I want to learn CAE

Hello everyone, i am want to be a cae engineer. leeoking out for the help and resourses and guidence i am a mechanical engineer. Feel free to share your guidence and resourses for help

Hi, Slata.

I’m new here too – and I am not a CAE engineer either, but thought perhaps a peer’s perspective could be useful to you.

To offer full disclosure – I have no formal engineering background at all: I’m a hobbyist/maker interested in DIY hifi audio, currently working on a ground-up design for a phono turntable, and I’ve been using Simscale’s Modal Analysis tools to inform my efforts to control resonances within the structure.
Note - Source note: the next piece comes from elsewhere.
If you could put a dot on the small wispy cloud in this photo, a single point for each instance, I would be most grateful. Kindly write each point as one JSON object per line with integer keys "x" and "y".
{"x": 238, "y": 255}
Simscale’s documentation is solid, and the forum makes expert advice accessible. But to anyone who wants to develop their CAE skill set, I recommend using AI/LLMs as a technical co-pilot. Personally I’ve used ChatGPT for most work here, though I now prefer the outputs I get from Claude.

Specific tips:

  • Bring a concrete design problem you’re looking to solve. For me, “learning by doing” is more engaging and rewarding than walking through abstract tutorials.
  • Have the AI design a workflow first: Start a chat, describe your goals and challenges, then ask it to design a CAE workflow to bring into Simscale.
  • Don’t skip steps. Make sure you fully understand the purpose and options available on each branch of the simulation tree within your Simscale project.
  • INTERROGATE ALL AI OUTPUTS – especially navigating simulation setup. LLMs will make errors or occasionally hallucinate things like material properties, etc. Make it point you to specific references (product datasheets, scholarly research, industry handbooks) and verify your data.
  • Tolerate some trial-and-error. If on the Simscale community plan, use your simulation runs judiciously – but know you’ll likely burn a few. Maximizing what you learn from mistakes is key!

Simscale’s tools are powerful and intuitive to use once you get the hang of the workflow. For me, the AI helps fill knowledge gaps, improves setup, and assists in interpreting results. As always, you must use it as a tool to enhance your own thinking, rather than let it think for you. Used properly, it allows hobbyists like me to apply FAR more technical rigor to projects.

If you have a specific project in mind, start there. For me, Simscale makes more sense (and feels more fun) when the question is real. Best of luck to you!